I don’t believe it’s possible to enter the mystery of Malick’s work apart from theology. Not the theology of dogma and denomination, necessarily, but a theology that underpins reality itself. Without this lens, his films may register as visual abstraction—sublime, but empty. And though his work certainly engages philosophy, it is closer to the classical and patristic kind, where theology is not a subject adjacent to philosophy, but its source, its mother, and its queen.
What I hope to explore is what I see as the centre of Malick’s cinema: the theophanic. Critics often speak of Malick’s engagement with the human condition or with nature, but they often miss that, for Malick, these are spiritual realities first. I don’t mean “spiritual” in the sense of something floating above nature. Nor do I mean pantheism. Rather, Malick’s cinema is sacramental: it brings together matter and spirit in such a way that the visible world contains something invisible, something real beyond itself.
In the introduction to Lily of the Field and Bird of the Air, Bruce Kirmmse compares Kierkegaard’s view of nature with Thoreau’s:
“Although both writers make use of nature in referring to what is beyond the immediately visible, we can see the contrast between Thoreau’s delight at earthly insularity and Kierkegaard’s focus not on what is empirical, but on something beyond nature... not on the earth, but on 'heaven'.”
That comparison sums up much of what I believe is lacking in most critical reflections on Malick. There is a near-obsession with his portrayal of nature and humanity’s place within it—but rarely do critics explore the sacramental, the transcendent, the spiritual longing that surges beneath it all.
Consider these lines from his films:
The Tree of Life (2011): “Nature… Finds reasons to be unhappy when all the world is shining around it, and love is smiling through all things.”
The Thin Red Line (1998): “Maybe all men got one big soul.”
Song to Song (2017): “To suffer binds you to something higher than yourself...”
To the Wonder (2012): “What is this love that loves us? That comes from nowhere.”
Malick is searching not only for beauty, but for the meaning within beauty—the heart of things. He is seeing life through a different lens—from the viewpoint of what the fathers of the church called the nous or the heart.
We should be cautious about making definitive claims regarding Malick’s faith. Though there are biographical and intellectual breadcrumbs, and moments of striking Christian imagery in his films, we cannot say with certainty where he lands theologically. What we can say is that he chose not to become a career philosopher—but a filmmaker. Not an academic in an office, but an observer of life, sculpting with time and painting with light. A philosopher of life.

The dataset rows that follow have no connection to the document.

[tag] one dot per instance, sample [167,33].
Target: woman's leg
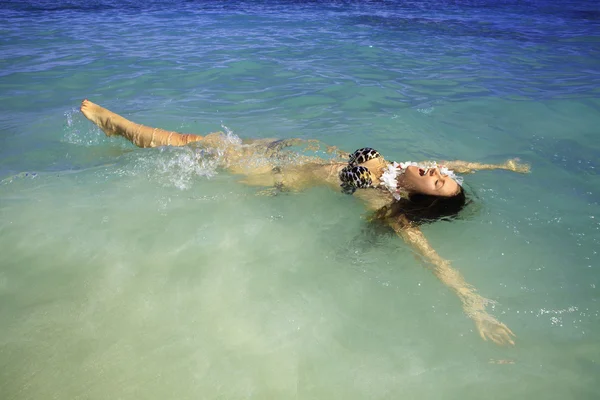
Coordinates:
[140,135]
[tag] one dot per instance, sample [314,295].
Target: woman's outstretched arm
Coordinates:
[473,303]
[465,167]
[140,135]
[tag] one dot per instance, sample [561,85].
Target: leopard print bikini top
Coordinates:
[355,176]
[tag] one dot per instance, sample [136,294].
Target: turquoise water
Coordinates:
[149,273]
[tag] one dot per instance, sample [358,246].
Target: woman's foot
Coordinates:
[100,116]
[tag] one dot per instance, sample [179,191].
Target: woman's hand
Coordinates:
[490,328]
[514,165]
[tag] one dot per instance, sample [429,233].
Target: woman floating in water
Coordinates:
[402,196]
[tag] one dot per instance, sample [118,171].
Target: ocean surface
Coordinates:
[131,273]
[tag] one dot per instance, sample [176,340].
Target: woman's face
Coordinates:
[428,181]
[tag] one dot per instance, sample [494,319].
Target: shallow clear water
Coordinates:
[133,273]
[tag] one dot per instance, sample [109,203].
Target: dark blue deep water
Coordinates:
[149,273]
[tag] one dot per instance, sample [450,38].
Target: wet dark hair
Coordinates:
[422,208]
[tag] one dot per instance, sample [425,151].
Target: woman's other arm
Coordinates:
[473,304]
[465,167]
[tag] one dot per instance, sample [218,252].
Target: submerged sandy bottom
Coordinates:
[122,281]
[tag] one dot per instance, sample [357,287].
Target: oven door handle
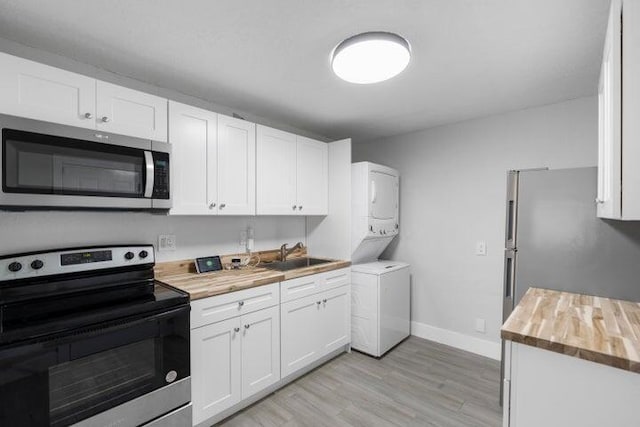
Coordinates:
[150,177]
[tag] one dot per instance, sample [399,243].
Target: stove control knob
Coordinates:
[15,266]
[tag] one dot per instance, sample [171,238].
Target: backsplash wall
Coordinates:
[195,235]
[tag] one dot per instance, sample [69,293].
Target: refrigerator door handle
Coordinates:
[512,209]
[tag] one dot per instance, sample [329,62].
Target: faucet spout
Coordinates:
[284,252]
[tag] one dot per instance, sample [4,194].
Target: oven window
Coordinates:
[42,164]
[101,377]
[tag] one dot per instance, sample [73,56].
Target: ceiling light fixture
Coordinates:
[371,57]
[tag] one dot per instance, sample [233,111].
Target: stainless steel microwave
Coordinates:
[47,165]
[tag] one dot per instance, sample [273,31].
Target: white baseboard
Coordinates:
[456,339]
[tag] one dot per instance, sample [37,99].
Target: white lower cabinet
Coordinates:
[215,368]
[247,341]
[233,359]
[300,329]
[314,326]
[260,350]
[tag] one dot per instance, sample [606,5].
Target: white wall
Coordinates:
[453,181]
[196,236]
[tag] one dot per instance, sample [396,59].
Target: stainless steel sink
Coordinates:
[294,263]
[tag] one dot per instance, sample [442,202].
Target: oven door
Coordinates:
[51,165]
[73,377]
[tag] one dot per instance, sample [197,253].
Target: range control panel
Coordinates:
[39,264]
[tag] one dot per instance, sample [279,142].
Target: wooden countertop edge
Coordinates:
[573,351]
[196,295]
[278,276]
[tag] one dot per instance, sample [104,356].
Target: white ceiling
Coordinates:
[471,58]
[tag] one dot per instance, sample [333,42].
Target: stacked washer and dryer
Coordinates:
[381,299]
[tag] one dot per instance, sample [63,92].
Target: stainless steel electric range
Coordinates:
[89,338]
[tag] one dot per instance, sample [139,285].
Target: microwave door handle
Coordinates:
[150,170]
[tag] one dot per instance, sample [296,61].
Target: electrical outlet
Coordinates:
[481,248]
[167,242]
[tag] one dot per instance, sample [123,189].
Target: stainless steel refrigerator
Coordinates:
[554,239]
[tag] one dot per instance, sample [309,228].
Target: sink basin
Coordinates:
[294,263]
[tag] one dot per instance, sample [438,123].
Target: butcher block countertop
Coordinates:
[182,275]
[601,330]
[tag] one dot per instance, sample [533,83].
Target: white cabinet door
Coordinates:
[193,138]
[610,120]
[260,350]
[130,112]
[276,172]
[215,366]
[236,166]
[41,92]
[335,319]
[300,331]
[312,177]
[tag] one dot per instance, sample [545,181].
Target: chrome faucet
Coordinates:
[284,252]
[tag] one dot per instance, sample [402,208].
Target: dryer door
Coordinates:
[383,196]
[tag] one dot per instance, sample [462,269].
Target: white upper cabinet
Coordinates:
[292,174]
[610,119]
[312,177]
[193,138]
[236,166]
[37,91]
[130,112]
[619,106]
[276,170]
[213,162]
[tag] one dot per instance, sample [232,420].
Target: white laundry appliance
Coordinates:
[381,300]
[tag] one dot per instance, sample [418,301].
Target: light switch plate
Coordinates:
[481,248]
[166,242]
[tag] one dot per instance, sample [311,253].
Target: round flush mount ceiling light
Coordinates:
[371,57]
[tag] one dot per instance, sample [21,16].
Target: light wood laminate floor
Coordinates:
[419,383]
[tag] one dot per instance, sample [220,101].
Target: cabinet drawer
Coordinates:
[308,285]
[217,308]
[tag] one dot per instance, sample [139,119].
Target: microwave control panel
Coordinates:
[160,175]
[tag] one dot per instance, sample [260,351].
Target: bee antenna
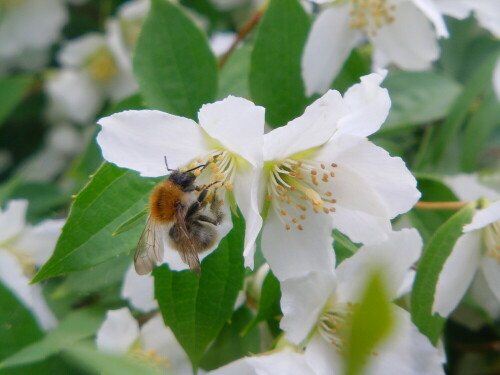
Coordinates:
[166,163]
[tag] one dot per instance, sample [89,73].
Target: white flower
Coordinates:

I’ve titled this work Light from Light, drawn from the Nicene Creed, still recited every Sunday in but not limited to Catholic, Orthodox, and Anglican liturgies:
“Light from Light, True God from True God, begotten, not made, consubstantial with the Father…”
This is more than doctrinal poetry—it is a hermeneutic. A way of seeing the world, and in this case, of seeing Malick. His images suggest that all things shine with a hidden light. That nature itself is charged with grandeur. He does not point to a distant heaven, but reveals that heaven shimmers within the ordinary—through grief, through memory, through birth and decay.
In a letter to Martin Scorsese after viewing Silence (2016), Malick writes:
“One comes away wondering what our task in life is. What is it that Christ asks of us? And what new shapes will He assume in these dark times...?”
That is the voice not only of a Christian but of a contemplative. And it is the tone that permeates his films. He photographs life not to explain it, but to revere it. And when all his meditation is exhausted, he does what the saints and mystics have always done: he surrenders to the mystery.
“Someday we’ll fall down and weep, and we’ll then understand it all… All things.”